Dans la galerie des figures féminines emblématiques que nous parcourons depuis plusieurs semaines déjà, nous avons croisé celles qui ont marqué l'histoire de ce pays à un titre ou à un autre. Mais il en est d'autres qui ont marqué les esprits et dont l'influence persiste jusqu'à nos jours de par les messages dont elles étaient porteuses à destination du grand public. Ces messages s'expriment par des symboles que décodent des intermédiaires régissant les espaces propres à l'expression de cette forme de communication, les zaouïas, que continuent d'animer diverses confréries. Cette fois, nous allons nous rendre dans l'une de ces zaouïa, dans la médina de Tunis, où l'on continue à célébrer la mémoire de l'une des saintes les plus populaires de la capitale, Saïda Ajoula.
A défaut d'histoire vraie, c'est à travers l'hagiographie orale que nous allons faire sa connaissance. Elle nous a été rapportée dans l'excellent ouvrage de Emna Ben Miled, intitulé : «Les Tunisiennes ont-elles une histoire» publié en avril 1998. Ci-après la substance de la relation que fait l'auteure de la vie de Saïda Ajoula.
De son véritable nom Haoua ed-Demnia, elle était originaire de la Saguia el-Hamra, dans le nord de l'actuel Sahara Occidental que sa famille quitta lorsqu'elle était encore enfant pour venir s'installer à Tunis. Devenue adulte, elle a été mariée à un homme d'origine turque, jaloux et sévère, et dont elle eut de nombreux enfants. Mais après son mariage, elle se comporta en femme libre. Elle n'acceptait pas la claustration au foyer ni de revêtir le voile à une époque où les femmes citadines étaient cloîtrées et voilées et se disputait fréquemment avec son mari à cause de cela. Ce comportement lui valut, de son vivant, le qualificatif de «hourra»-femme libre.
Libre mais tout autant pieuse, elle était d'une grande élévation d'âme, ce qui la conduisit vers un état de grâce qui se traduisit par l'accomplissement de prodiges que l'on assimila rapidement aux miracles propres aux saintes personnes. On raconte ainsi qu'un jour, après une énième dispute avec son mari à cause de son comportement de femme émancipée, elle se cacha derrière une colonne du patio de sa demeure puis devint invisible. Elle voyagea dans les airs, atteignant instantanément la ville de Tripoli avant de retourner tout aussitôt dans son foyer. Témoin de ce premier d'une longue série de miracles, son mari reconnut en elle le sceau de la sainteté. Et pour le prodige dont elle avait été l'artisane en un rien de temps, on l'aurait surnommée Saïda Ajoula, la Sainte Agile !
Ajoula avait la baraka. On rapporte qu'elle guérissait des malades atteints de cécité par un simple toucher des yeux. Inversement, elle pouvait jeter un mauvais sort à un voyant et le rendre aveugle.
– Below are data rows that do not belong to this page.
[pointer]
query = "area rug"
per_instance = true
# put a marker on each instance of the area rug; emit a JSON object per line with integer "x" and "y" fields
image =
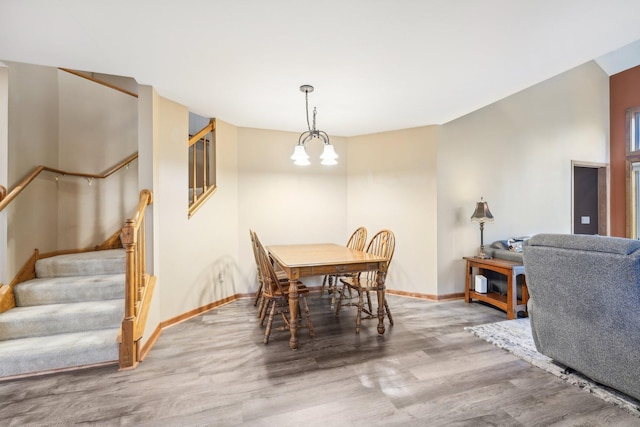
{"x": 515, "y": 337}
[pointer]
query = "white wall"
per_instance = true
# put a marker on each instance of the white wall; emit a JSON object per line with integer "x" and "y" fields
{"x": 285, "y": 203}
{"x": 392, "y": 184}
{"x": 517, "y": 153}
{"x": 33, "y": 140}
{"x": 98, "y": 128}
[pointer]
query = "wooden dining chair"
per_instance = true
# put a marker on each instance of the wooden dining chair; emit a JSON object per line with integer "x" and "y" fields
{"x": 256, "y": 246}
{"x": 275, "y": 294}
{"x": 356, "y": 241}
{"x": 382, "y": 244}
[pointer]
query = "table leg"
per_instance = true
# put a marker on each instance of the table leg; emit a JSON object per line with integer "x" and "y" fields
{"x": 467, "y": 283}
{"x": 293, "y": 313}
{"x": 512, "y": 295}
{"x": 381, "y": 288}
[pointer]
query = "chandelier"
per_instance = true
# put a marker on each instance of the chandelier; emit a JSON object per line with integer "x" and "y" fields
{"x": 300, "y": 156}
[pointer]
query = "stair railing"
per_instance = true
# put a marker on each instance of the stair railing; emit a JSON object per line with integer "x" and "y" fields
{"x": 5, "y": 198}
{"x": 139, "y": 284}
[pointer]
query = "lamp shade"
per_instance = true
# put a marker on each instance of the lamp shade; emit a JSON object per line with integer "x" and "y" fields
{"x": 482, "y": 212}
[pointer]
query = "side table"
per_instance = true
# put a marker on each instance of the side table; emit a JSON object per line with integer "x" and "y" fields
{"x": 509, "y": 303}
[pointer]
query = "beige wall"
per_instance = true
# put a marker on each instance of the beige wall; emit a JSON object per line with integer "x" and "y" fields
{"x": 285, "y": 203}
{"x": 33, "y": 140}
{"x": 517, "y": 154}
{"x": 196, "y": 259}
{"x": 422, "y": 183}
{"x": 392, "y": 184}
{"x": 98, "y": 128}
{"x": 4, "y": 165}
On dit aussi qu'elle pouvait transformer une poignée de couscous en véritable festin nourricier de grands rassemblements. Mais peut-être que le «miracle» qui éclaire le mieux le mystère de cette sanctification par la ferveur populaire est celui qui la présente recueillie dans un four à pains ardent, filant sa laine. La flamme de la spiritualité et l'engagement dans le combat du quotidien balisent la voie sur le chemin du salut.